Além disso, embora seja verdade que um país não pode crescer com taxa de juro de 13,75% - como disse Lula - Selic não se dissolve com saliva. Mas pode se alimentar dela se brotar incerteza da irrigação verbal. Sem o questionamento do presidente sobre a autonomia do BC e a meta de inflação - esse é um debate legítimo, a coluna ainda vai abordar esse tema -, o Comitê de Política Monetária (Copom) não teria tido motivos para endurecer o tom do comunicado.
A alta de juro não é jabuticaba: ocorre no mundo inteiro. Não é fruto de "sabotagem" de um "infiltrado" - nas palavras do aliado Guilherme Boulos -, mas de um problema crônico do Brasil que os anos de governo do PT primeiro ajudaram a resolver, depois trataram de acentuar. No Brasil, começou antes - alimentada pela política equivocada de "juro baixo e dólar alto" do ex-ministro Paulo Guedes, que não conseguiu nem um, nem outro - e parece que vai terminar depois. Da primeira responsabilidade, Lula está livre. Da segunda, não.
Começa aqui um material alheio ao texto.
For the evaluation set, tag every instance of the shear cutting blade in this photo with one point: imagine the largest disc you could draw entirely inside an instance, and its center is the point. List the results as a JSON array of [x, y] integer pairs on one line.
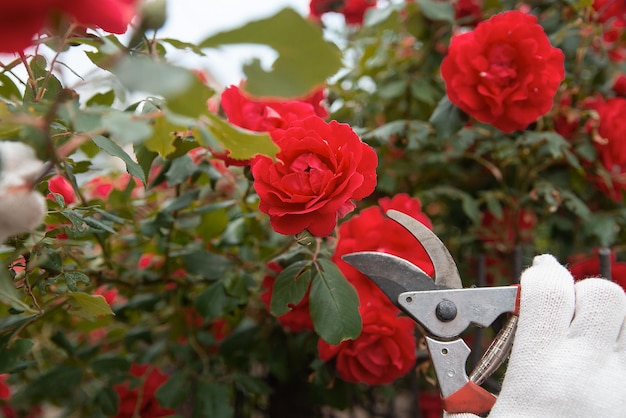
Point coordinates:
[[393, 275], [446, 273]]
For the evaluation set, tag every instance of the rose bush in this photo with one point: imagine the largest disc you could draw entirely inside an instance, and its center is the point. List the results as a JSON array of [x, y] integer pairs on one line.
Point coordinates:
[[504, 72], [171, 246], [320, 169]]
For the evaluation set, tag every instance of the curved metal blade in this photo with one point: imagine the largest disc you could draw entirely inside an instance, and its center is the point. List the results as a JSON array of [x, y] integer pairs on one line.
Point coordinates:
[[393, 275], [446, 273]]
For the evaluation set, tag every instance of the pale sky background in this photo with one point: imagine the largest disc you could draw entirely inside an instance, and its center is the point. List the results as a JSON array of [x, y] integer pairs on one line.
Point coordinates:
[[194, 20]]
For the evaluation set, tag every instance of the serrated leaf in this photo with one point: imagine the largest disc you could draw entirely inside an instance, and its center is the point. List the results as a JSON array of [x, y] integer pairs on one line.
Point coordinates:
[[290, 287], [89, 306], [334, 304], [13, 354], [437, 10], [126, 128], [241, 143], [447, 118], [73, 277], [174, 391], [115, 150], [163, 136], [108, 400], [10, 295], [305, 59], [212, 400], [214, 302]]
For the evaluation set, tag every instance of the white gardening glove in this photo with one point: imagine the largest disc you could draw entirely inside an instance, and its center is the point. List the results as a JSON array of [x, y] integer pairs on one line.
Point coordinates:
[[569, 354]]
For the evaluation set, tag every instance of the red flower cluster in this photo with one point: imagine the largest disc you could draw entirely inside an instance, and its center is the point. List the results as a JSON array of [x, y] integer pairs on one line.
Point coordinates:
[[298, 318], [385, 350], [321, 167], [20, 21], [505, 72], [266, 115], [140, 400], [60, 185], [353, 10], [583, 267], [609, 141], [371, 230]]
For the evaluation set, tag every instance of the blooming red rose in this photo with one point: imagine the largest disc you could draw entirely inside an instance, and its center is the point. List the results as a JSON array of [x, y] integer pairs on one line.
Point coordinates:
[[583, 267], [21, 21], [298, 318], [505, 72], [60, 185], [612, 145], [353, 10], [372, 230], [320, 168], [619, 85], [144, 394], [383, 352], [259, 115]]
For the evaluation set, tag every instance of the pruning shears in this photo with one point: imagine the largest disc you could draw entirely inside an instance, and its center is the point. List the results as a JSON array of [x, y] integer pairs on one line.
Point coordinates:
[[444, 310]]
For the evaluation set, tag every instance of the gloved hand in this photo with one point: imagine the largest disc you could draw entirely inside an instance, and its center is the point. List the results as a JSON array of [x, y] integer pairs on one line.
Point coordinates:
[[569, 353]]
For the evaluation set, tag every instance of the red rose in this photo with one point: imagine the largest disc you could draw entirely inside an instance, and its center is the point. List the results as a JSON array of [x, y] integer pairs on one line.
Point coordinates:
[[612, 144], [129, 395], [383, 352], [298, 318], [610, 10], [320, 168], [21, 21], [372, 230], [505, 72], [259, 115], [583, 267], [353, 10], [60, 185], [619, 85]]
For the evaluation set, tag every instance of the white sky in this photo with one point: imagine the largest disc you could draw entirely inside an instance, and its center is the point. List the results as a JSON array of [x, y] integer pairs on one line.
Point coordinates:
[[194, 20]]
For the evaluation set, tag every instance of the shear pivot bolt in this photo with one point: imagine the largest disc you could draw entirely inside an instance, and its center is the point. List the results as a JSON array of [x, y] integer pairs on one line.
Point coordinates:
[[446, 311]]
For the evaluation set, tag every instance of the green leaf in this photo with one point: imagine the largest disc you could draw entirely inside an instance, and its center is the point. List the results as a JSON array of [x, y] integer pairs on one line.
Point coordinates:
[[305, 59], [242, 144], [334, 304], [290, 287], [8, 89], [13, 354], [164, 133], [174, 391], [115, 150], [126, 128], [212, 400], [56, 383], [206, 264], [214, 302], [437, 10], [447, 118], [108, 400], [89, 306], [180, 170], [102, 99], [10, 295], [73, 277], [183, 92]]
Entre as impropriedades das declarações da terça-feira (8), está a "responsabilização" do Senado pela indicação de Campos Neto. Passou pela casa legislativa tanto a indicação do atual presidente quanto a de Henrique Meirelles no primeiro governo Lula quando a de Alexandre Tombini no governo Dilma. O presidente chegou a apelar ao empresariado para que critique o juro alto. Pode até ganhar adesões. Mas não contará com esse apoio se a intenção for forçar a renúncia do atual presidente.
Para completar, se o BC não fosse autônomo, teria elevado o juro a 13,75% em pleno ano eleitoral, contribuindo para azedar o clima econômico e complicar a reeleição do governo pelo qual Campos Neto foi indicado? Alguém precisa lembrar ao presidente que Campos Neto presidiu a reunião que levou a Selic para esse patamar no início de agosto de 2022, pouco mais de dois meses antes do pleito. Não por acaso, na época, circulava a informação de que o então presidente só havia permitido a aprovação da autonomia porque não havia entendido o mecanismo.